Jakarta (ANTARA) - Rektor Universitas Muhammadiyah Jakarta (UMJ) Prof Ma’mun Murod Al Barbasy menekankan pentingnya dakwah kultural di negara demokrasi, termasuk Indonesia.

"Ada kegelisahan politik dan sosiologis sehingga untuk menjawab bagaimana melakukan perluasan basis di akar rumput, maka jawaban yang dinilai tepat adalah dengan penguatan dakwah kultural," kata Ma’mun dalam keterangan tertulis di Jakarta, Rabu.

Menurutnya, dakwah kultural penting untuk menjawab kegelisahan politik di Indonesia sebagai negara yang menganut sistem demokrasi, sehingga Muhammadiyah perlu memperbanyak jumlah personel yang mau memasifkan dakwah kultural.

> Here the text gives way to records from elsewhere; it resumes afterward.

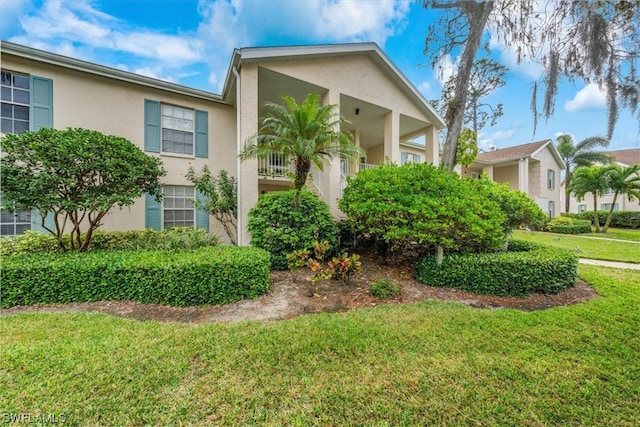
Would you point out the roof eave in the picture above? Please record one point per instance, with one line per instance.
(104, 71)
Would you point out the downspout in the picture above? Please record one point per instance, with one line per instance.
(239, 222)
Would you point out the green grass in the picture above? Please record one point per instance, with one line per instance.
(588, 248)
(421, 364)
(618, 233)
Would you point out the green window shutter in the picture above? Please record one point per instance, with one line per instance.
(41, 111)
(202, 216)
(152, 212)
(36, 221)
(202, 134)
(151, 126)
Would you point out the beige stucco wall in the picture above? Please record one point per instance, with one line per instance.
(354, 75)
(508, 174)
(375, 155)
(115, 107)
(539, 176)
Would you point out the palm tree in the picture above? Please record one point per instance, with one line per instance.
(591, 179)
(623, 180)
(577, 155)
(307, 134)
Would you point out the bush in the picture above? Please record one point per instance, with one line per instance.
(524, 269)
(177, 238)
(384, 288)
(620, 219)
(217, 275)
(421, 206)
(567, 225)
(280, 228)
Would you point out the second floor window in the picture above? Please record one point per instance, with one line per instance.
(551, 179)
(15, 98)
(177, 130)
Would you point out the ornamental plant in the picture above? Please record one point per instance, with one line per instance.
(75, 177)
(422, 207)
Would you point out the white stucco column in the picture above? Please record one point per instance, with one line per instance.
(248, 127)
(392, 136)
(489, 171)
(523, 175)
(432, 146)
(332, 170)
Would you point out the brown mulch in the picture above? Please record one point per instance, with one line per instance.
(292, 295)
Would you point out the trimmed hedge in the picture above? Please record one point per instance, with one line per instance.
(526, 268)
(176, 238)
(212, 275)
(566, 225)
(620, 219)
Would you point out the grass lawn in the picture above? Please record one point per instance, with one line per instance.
(429, 363)
(618, 233)
(589, 248)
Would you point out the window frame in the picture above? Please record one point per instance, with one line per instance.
(187, 198)
(174, 107)
(551, 179)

Untuk menjawab kegelisahan sosiologis, lanjutnya, dakwah kultural juga diperlukan, karena berdasarkan data salah satu lembaga survei menyebutkan jumlah warga terafiliasi Muhammadiyah hanya 5,7 persen, lebih kecil dibandingkan dengan organisasi Islam mapan lainnya.

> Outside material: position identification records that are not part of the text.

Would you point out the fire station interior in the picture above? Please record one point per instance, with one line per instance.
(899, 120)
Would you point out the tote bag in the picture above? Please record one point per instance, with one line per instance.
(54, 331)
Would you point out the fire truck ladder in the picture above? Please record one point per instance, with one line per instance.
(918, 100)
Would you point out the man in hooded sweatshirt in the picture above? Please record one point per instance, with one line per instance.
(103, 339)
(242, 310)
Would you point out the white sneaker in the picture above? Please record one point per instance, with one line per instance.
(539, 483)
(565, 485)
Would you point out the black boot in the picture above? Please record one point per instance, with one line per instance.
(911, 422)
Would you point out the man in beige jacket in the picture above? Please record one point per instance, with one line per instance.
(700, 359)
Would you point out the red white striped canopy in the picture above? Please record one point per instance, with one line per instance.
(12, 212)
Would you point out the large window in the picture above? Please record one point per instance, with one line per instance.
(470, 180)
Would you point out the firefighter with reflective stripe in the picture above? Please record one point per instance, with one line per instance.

Baca juga: Adnan Anwar: Dakwah kultural menjaga harmoni dalam beragama
"Secara substansi, dakwah kultural dimaksudkan untuk melakukan dua hal. Pertama melakukan dinamisasi yaitu sebagai reaksi dari budaya yang memiliki kecenderungan untuk berkembang dan berubah ke arah yang lebih baik," ucapnya.

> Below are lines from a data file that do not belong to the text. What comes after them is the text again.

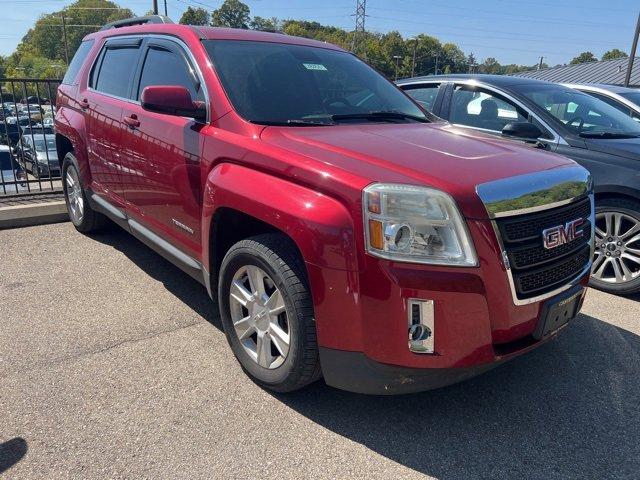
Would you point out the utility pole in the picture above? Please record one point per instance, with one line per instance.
(397, 57)
(361, 14)
(632, 57)
(413, 62)
(64, 38)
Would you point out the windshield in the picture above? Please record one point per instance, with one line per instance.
(49, 142)
(274, 83)
(580, 113)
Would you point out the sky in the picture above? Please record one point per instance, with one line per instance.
(513, 31)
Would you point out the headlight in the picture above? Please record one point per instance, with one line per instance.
(415, 224)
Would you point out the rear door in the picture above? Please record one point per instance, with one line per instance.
(163, 184)
(109, 90)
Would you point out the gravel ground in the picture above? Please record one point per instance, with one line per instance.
(113, 365)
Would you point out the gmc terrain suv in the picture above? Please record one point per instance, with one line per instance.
(345, 232)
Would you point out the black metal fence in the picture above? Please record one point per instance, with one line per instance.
(28, 158)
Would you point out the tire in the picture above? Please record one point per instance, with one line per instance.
(616, 267)
(276, 257)
(83, 217)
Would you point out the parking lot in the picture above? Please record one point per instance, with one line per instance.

Dalam konteks tersebut, lanjut dia, berlaku kaidah fikih melestarikan tradisi lama yang baik dan mengambil tradisi baru yang lebih baik. Kaidah fikih tersebut tidak hanya milik kelompok tertentu, karena sudah ada jauh sebelum adanya organisasi Islam modern.

"Substansi kedua dari dakwah kultural adalah purifikasi atau melakukan pemurnian nilai-nilai tauhid. Bahkan dalam konteks historis dan sosiologis, dakwah kultural yang dilakukan oleh Muhammadiyah memiliki sanad sampai Rasulullah Muhammad," tuturnya.

Ia juga memaparkan penamaan Idul Adha dan Idul Fitri juga berasal dari tradisi Quraisy lama atau masa-masa sebelum Islam masuk di negara Arab.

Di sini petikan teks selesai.